Les notions de faits et d’observables sont intimement liées et traduisent le caractère indissociablement physique et logico-mathématique de toute connaissance relative aux objets, y compris celle du sujet considéré lui-même à titre d’objet. Pour Piaget, les faits ne constituent jamais une donnée primitive, tout fait étant indissociable d’une interprétation qui est elle-même l’expression d’une assimilation du donné aux outils de connaissance du sujet. Ces outils n’étant pas d’emblée entièrement structurés, mais se construisant graduellement, ils peuvent donner lieu à des constatations inexactes, reposant sur des fausses implications.

Un fait n’est donc pas donné, mais construit par l’activité du sujet et ne peut être considéré comme un observable qu’à partir du moment où il est interprété. Or cette interprétation repose sur des inférences implicites ou explicites, nécessaires ou pseudo-nécessaires, mais qui n’en apparaissent pas moins comme des évidences pour le sujet. C’est pourquoi Piaget considère que les observables sont toujours conditionnés par des coordinations inférentielles antérieures qui déterminent ce que le sujet «croit constater» et non pas simplement ce qui est constatable. Certaines constatations fausses peuvent résulter de coordinations lacunaires ou trompeuses. Même les faits les plus élémentaires qui semblent se réduire à de simples constatations sans signification font intervenir des cadres assimilateurs nécessaires à toute lecture de l’expérience.

Les faits ne constituent pas des données directement accessibles à l’observation mais des constructions indissociables de l’activité assimilatrice du sujet qui consiste toujours à conférer des significations. Ils ne sont pas davantage statiques mais évoluent en raison d’une alternance continuelle des abstractions empiriques, source de généralisation inductive, consistant à généraliser les faits constatés, et des abstractions réfléchissantes, source de généralisations constructives et complétives conduisant à de nouvelles compositions opératoires constitutives de nécessités déductives.

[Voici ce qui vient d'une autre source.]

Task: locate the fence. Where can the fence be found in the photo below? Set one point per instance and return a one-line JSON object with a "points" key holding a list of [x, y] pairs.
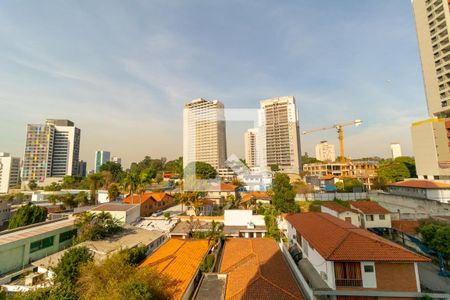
{"points": [[331, 196]]}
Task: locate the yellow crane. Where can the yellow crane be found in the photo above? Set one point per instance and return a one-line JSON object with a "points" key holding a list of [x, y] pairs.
{"points": [[340, 130]]}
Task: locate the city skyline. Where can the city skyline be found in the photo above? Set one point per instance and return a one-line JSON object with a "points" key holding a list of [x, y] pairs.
{"points": [[160, 65]]}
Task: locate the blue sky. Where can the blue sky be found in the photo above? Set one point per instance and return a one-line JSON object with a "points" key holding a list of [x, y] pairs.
{"points": [[122, 70]]}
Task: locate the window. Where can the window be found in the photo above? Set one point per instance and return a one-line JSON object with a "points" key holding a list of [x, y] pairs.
{"points": [[348, 274], [368, 269], [65, 236], [41, 244]]}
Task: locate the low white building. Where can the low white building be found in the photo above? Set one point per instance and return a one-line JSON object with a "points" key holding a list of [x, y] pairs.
{"points": [[125, 213], [423, 189], [344, 213], [373, 215], [9, 172]]}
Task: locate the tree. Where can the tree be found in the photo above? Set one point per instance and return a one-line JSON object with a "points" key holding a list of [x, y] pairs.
{"points": [[95, 182], [27, 215], [283, 194], [115, 169], [67, 271], [113, 191], [116, 278], [32, 185], [201, 170], [393, 171]]}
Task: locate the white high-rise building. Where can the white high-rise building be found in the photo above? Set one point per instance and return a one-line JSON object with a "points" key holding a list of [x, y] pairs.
{"points": [[279, 135], [204, 133], [250, 137], [325, 152], [9, 172], [51, 150], [396, 150], [101, 157], [116, 159], [431, 142]]}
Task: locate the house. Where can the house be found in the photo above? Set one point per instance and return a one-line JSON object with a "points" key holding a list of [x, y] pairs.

C’est ainsi qu’une même notion comme la pression due au poids d’un objet posé sur un autre peut correspondre tantôt à un observable et tantôt à une coordination inférentielle sans constatation possible pour le sujet. Il en est de même de toutes les notions physiques élaborées par la pensée qui apparaissent de plus en plus déduites ou construites, suppléant à la relative indifférenciation initiale des premières notions élaborés par la pensée. En somme, les observables ne sont pas donnés mais construits et c’est la raison pour laquelle ce qui constitue à un certain palier le produit d’une mise en relation ne pouvant être directement constatée, peut constituer à une étape ultérieure un nouvel observable susceptible à son tour de donner lieu à de nouvelles coordinations. Aussi, Piaget insiste-t-il sur le caractère relatif des observables qui sont toujours reliés à des coordinations inférentielles. Le degré d’abstraction des observables peut donc varier en fonction des outils à l’aide desquels ils sont constitués. C’est d’ailleurs en termes de passage des Observables (Obs.n) aux Coordinations (Coord.n) puis de celles-ci à de nouveaux Observables (Obs. n+1) puis à de nouvelles Coordinations (Coord. n+1) et ainsi de suite que Piaget explique, dans son modèle de l’équilibration, l’évolution de la connaissance physique en relation avec le développement de nouveaux outils déductifs de nature logico-mathématique.

©Marie-Françoise Legendre

Toute extrait de la présente présentation doit mentionner la source: Fondation Jean Piaget, Piaget et l'épistémologie par M.-F. Legendre
Les remarques, questions ou suggestons peuvent être envoyées à l'adresse: Marie-Françoise Legendre.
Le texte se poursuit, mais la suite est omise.